Copying the backup tapes to what? Auditing is implemented along with physical measures like ensuring USB ports are glued up and people are searched going into and out of the secure data center (which is air-gapped from the internet). You can't even carry a mobile phone -- there are detectors for the signals they give off.
(USB ports / CDs being what failed in the Bradley Manning case)
Physical security is a joke everywhere. I've worked in 50+ datacenters and I'd bet anyone anywhere that I could sneak a 64GB micro SD card out of any datacenter in the world. No one is doing cavity searches, not even NSA. Getting a "decommissioned" or "test" server out full of data would be trivial in 99.99% of organizations.
Theoretically it's trivial to audit sysadmins. In practice it's virtually impossible. Let me know when Red Hat wants to bet money on it.
I'm pretty sure I recall hearing the NSA never lets anything leave their facilities intact when decomissioning or otherwise disposing.
I've heard a story of brand new very expensive servers (big Sun machines I think) sitting in a loading dock, still on pallettes, having the project cancelled and having them destroyed unused rather than risk data leaving the building.
I'm sure they have great policies. I'm also sure they're regularly not followed or easily bypassed by certain people. Who exactly destroys the servers, for example?
This is simply incorrect. It's quite possible to audit what system admins do by logging changes to a system and auditing the logs.
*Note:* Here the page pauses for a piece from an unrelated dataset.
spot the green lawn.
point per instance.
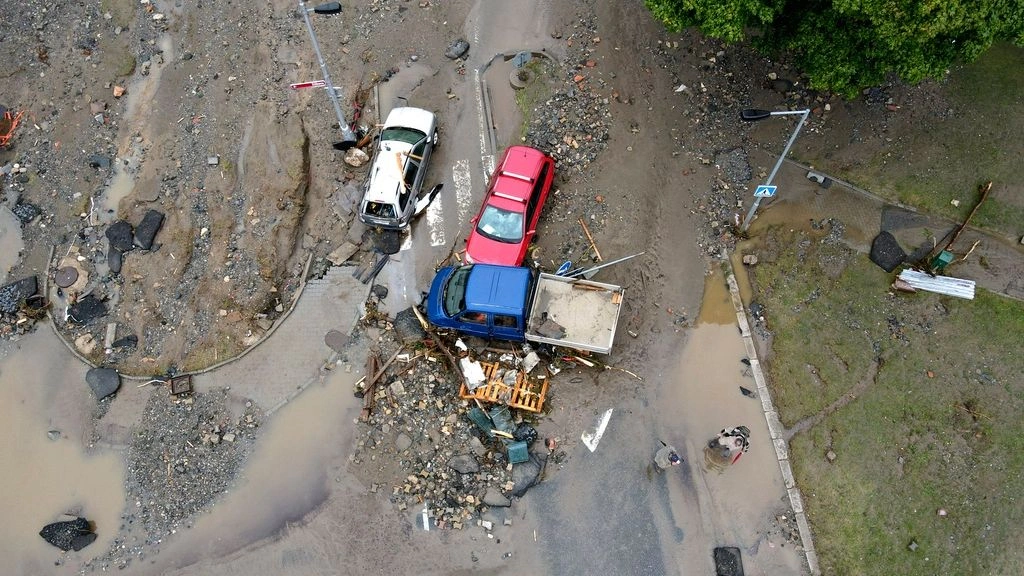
(939, 426)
I've personally ran an audit of logs in a worldwide cloud email service (you have heard of them) to find out which of my fellow admins made changes to a senior admin's access.
And you can definitely control what access system admins have to your system. Not every person who joins workstations to a domain needs to have full domain permissions.
This kind of sloppy authorization and system state control is inexcusable.
You only think this because you haven't had your system tested in a real way. Hire a really good security firm and I assure you they will easily circumvent your auditing with no more access than your most trusted sysadmin.
I genuinely wonder what other sysadmins working at/with the NSA think about Snowden.
His actions have probably made their jobs more difficult, but they also work with these same systems, have a sense of their scope, and know the extent to which internal controls are (apparently) more procedural than technical. I wonder how many secretly feel vindicated for some concern they have felt or expressed in the past.
From my experience at a very large bank. No one can do anything significant (such as connect to a database) without leaving a audit trail at said bank. It is very much possible to audit and it is being done routinely in places, at banking systems, for instance.
A camera would not be even close to good enough. It's trivial to type commands in a window that is not visible on your screen, for example. Keyboard logging? Not even close to good enough since you could easily break commands up or write a script that does what you want in an obfuscated way.
The system they use is not really broken, it's just embarrassing to them when it's proven imperfect. The best fix would be to simply avoid doing things that are likely to piss off ethical people like Snowden.